As I noted in the post below, the media ia making this much more difficult.

He explains:

The emergencies of the past decade are really three chapters of the same struggle: an exodus from Central America has been under way, as families and children attempted to escape violence, poverty, and government corruption. The immigration system at the border, which was built up in the nineteen-nineties, with single, job-seeking adults from Mexico in mind, was not designed to handle a population seeking asylum on this scale. On average, it takes almost two and a half years to resolve an asylum claim, and there’s now a backlog of 1.3 million pending cases, up from half a million under Obama.

Biden faces another burden: by the time Trump left office, he had effectively ended the practice of asylum and left the most vulnerable people to their own devices.
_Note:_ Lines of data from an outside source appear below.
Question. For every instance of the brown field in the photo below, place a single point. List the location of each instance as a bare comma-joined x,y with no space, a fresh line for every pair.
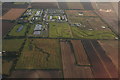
102,66
110,17
36,74
80,54
111,48
6,26
44,5
69,68
13,14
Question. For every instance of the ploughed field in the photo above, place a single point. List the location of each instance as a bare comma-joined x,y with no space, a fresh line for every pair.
88,57
59,48
40,54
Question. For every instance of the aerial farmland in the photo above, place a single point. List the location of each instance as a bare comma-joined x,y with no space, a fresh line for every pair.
57,40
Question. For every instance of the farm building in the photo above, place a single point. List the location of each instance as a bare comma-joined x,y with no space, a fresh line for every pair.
20,28
38,27
36,32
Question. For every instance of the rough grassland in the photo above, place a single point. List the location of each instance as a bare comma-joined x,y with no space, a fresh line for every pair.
12,44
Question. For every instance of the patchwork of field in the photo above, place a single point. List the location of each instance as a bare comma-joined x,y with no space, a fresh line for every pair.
71,70
19,30
99,65
14,5
44,5
36,74
40,54
59,30
13,14
36,48
107,12
74,5
111,47
85,34
102,65
12,45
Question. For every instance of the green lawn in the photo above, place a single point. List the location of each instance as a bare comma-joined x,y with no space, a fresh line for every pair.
12,44
59,30
40,54
14,31
86,34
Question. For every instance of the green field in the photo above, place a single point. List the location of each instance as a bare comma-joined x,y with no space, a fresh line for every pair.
14,31
12,44
40,54
86,34
59,30
7,65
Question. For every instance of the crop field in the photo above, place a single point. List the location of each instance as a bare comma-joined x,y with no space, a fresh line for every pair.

Some seventy thousand asylum seekers were forced to wait indefinitely in Mexico, under a policy called the Migrant Protection Protocols. Trump also, in the name of a dubious public-health order issued last March, turned away nearly everyone who sought asylum at the border, including some sixteen thousand children and thirty-four thousand families. That order had the perverse effect of leading people to try to cross multiple times; in the past year, there have been more than five hundred thousand expulsions. Biden planned to phase the asylum program back in gradually, partly for operational reasons and partly for political ones. If the Administration appeared to be floundering, it would give Republicans an opening to attack its broader agenda, which includes legislation to expand the legal immigration system and to provide a path to citizenship for eleven million undocumented immigrants already living in this country.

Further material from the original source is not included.